赤城も恐らく、それは分かっているのだろう。だから淡々と質問する、ということに止めているように美樹には見えた。
「では、次の質問だ、アザゼル。何故、お前は天使を裏切った?」
その言葉の瞬間、ぴくりと、アザゼルの脈が反応した。
「俺の上司が、天界の、要するに天使達のいる場所のやり方に、疑問を思った。故に、天界を裏切る『堕天計画』という計画を立てた。それに対して、俺は付き従って、天使を裏切ることにし、上司や多数の同志と共に、人間界に味方することにしたんだ。
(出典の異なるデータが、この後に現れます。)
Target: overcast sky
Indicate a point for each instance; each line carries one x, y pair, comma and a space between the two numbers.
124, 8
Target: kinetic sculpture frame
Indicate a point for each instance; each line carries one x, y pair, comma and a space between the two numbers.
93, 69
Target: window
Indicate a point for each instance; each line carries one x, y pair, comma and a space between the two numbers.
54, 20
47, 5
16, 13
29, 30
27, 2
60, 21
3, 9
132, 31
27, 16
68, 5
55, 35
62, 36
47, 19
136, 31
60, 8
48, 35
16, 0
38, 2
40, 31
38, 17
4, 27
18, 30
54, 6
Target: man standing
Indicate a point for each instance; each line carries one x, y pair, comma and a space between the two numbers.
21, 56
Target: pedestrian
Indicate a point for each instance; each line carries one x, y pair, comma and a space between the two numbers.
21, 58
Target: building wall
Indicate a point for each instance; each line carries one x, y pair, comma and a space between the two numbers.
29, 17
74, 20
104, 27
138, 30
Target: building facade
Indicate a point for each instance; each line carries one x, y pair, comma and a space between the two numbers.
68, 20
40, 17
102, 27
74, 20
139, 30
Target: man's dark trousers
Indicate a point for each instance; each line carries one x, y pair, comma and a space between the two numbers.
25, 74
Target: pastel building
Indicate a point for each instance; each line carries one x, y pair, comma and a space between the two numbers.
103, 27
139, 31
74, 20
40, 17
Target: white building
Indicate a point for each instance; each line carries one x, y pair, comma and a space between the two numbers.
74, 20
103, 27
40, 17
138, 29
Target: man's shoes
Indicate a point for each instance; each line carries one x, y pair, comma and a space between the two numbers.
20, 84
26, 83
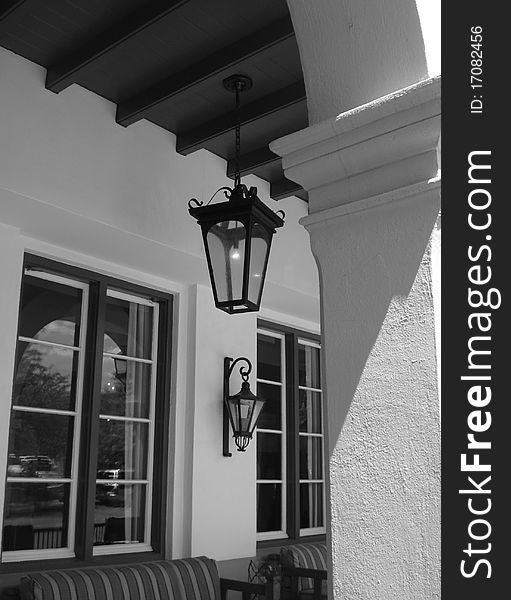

人間に味方し、人間界から天界を正すために、俺達は天使ではなく堕天使となった」
少し、興奮の色が見て取れた。
初めて、見て取れた感情だった。
しかし、こちらは急に言われた言葉に対応する方法をどうすればいいのか、呆然としている頭で考えなくてはならない。
少ししてから、赤城が咳ばらいを一つして、アザゼルを見た。
こちらも、再度観測データを見入ることにした。そうした方が、気が楽だった。
「上司、というのは?」
「天界のナンバー3に当たる方だ。俺はその直属だった。名はルシフェル。多分、お前達も聞いただろう、『時は来た』という声を。あの声の主が、ルシフェル殿だ」
なるほど、どうやらあの声は幻聴ではなかったらしい。死ぬ寸前だったから、何かの幻聴だと疑っていたが、まさか現実だったとは思いもしなかった。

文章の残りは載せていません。